Proud Boys could get record sentences this week in Jan. 6 case

WASHINGTON — The former leader of the Proud Boys could face the longest prison sentence of any Jan. 6 defendant when a federal judge this week hands down punishments for members of the far-right group convicted on seditious conspiracy charges related to the Capitol attack.

Sentencing is set to move forward after U.S. District Judge Timothy Kelly oversaw an all-day hearing Tuesday in the Proud Boys case that included the reading of victim impact statements. All five defendants, who are in jail while they await sentencing, were in court wearing orange prison jumpsuits.

Prosecutors are seeking 33 years in federal prison for Enrique Tarrio, the former leader, when he’s sentenced in the morning. Ethan Nordean will be sentenced Wednesday afternoon, with prosecutors seeking a 27-year prison sentence.

On Thursday, Joe Biggs — who prosecutors want to spend 33 years behind bars — will have his sentencing hearing. That same day, a judge will sentence Zach Rehl, who the Justice Department wants to serve 30 years in prison.

Dominic Pezzola — the only Proud Boy convicted in the case who was not found guilty of the rare seditious conspiracy charge — will be sentenced Friday. Prosecutors are seeking 20 years in prison.
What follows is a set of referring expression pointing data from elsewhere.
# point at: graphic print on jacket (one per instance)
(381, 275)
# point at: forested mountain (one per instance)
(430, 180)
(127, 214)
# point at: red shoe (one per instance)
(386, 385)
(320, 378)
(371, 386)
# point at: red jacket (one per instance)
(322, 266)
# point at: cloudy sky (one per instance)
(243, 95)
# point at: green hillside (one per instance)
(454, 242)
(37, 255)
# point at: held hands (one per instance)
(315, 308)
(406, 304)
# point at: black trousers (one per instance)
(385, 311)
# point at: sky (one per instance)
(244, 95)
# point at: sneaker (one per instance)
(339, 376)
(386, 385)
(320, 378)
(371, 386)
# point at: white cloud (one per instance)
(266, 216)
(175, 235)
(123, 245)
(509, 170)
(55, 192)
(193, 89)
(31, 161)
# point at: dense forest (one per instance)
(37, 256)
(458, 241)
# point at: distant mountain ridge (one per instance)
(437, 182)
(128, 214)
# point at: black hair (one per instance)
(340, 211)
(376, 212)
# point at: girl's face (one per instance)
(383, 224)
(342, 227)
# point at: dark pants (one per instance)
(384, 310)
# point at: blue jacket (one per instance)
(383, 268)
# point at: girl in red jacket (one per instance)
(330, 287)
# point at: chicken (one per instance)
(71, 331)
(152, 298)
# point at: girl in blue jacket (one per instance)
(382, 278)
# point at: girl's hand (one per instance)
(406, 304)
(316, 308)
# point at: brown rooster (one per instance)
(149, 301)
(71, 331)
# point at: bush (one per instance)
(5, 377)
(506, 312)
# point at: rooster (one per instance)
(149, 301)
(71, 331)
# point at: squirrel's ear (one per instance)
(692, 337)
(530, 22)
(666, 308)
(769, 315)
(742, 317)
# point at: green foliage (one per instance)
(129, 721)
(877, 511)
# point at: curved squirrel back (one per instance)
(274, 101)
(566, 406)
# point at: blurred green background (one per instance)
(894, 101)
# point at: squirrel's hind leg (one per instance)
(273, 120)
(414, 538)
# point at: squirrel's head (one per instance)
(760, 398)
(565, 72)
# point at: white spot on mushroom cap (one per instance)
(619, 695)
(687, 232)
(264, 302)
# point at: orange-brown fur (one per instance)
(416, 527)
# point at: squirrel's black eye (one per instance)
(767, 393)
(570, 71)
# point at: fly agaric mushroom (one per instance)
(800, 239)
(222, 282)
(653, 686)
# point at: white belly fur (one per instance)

Jurors reached verdicts in the Proud Boys case in May following a four-month trial that began with jury selection in December. Other members of the Oath Keepers have also been found guilty of seditious conspiracy, with founder Stewart Rhodes sentenced in May to a record 18 years in federal prison — the longest to date of any Jan. 6 defendant.

At Tuesday’s hearing, the defendants heard victim impact statements from three current and former members of the U.S. Capitol Police who fought rioters on Jan. 6 and testified during the defendants’ months-long trial.

U.S. Capitol Police Officer Shae Cooney delivered an emotional statement, saying through tears that this was one of the first times she had discussed the fear and pain she experienced during the riot. She also alluded to the death of “a friend” — Capitol Police Officer Brian Sicknick, who collapsed after fighting rioters and died the next day.

“Every day we have to be reminded that he’s not here anymore because the people in this courtroom decided that they weren’t happy with how an election went,” Cooney said. “And they thought the best idea was to break into the Capitol, fight police officers and try to overturn an election.”

U.S. Capitol Police Inspector Thomas Lloyd, a frequent witness during Jan. 6 trials, expressed his pride in the officers he commanded during the riot.

“Despite the tremendous beating my personnel took on Jan. 6, all those who could walk showed up to work the next day,” he said at Tuesday’s hearing. “Once again, I could not be prouder.”

A third victim, former Capitol Police Officer Marc Ode, could not attend the hearing in person but sent a letter for prosecutors to read on his behalf.

He wrote that Jan. 6 was a “planned and organized attempt to overthrow our constitutional process by individuals who determined that their opinion of the few were superior to our constitution and decided to use violence and terror to impose their will.”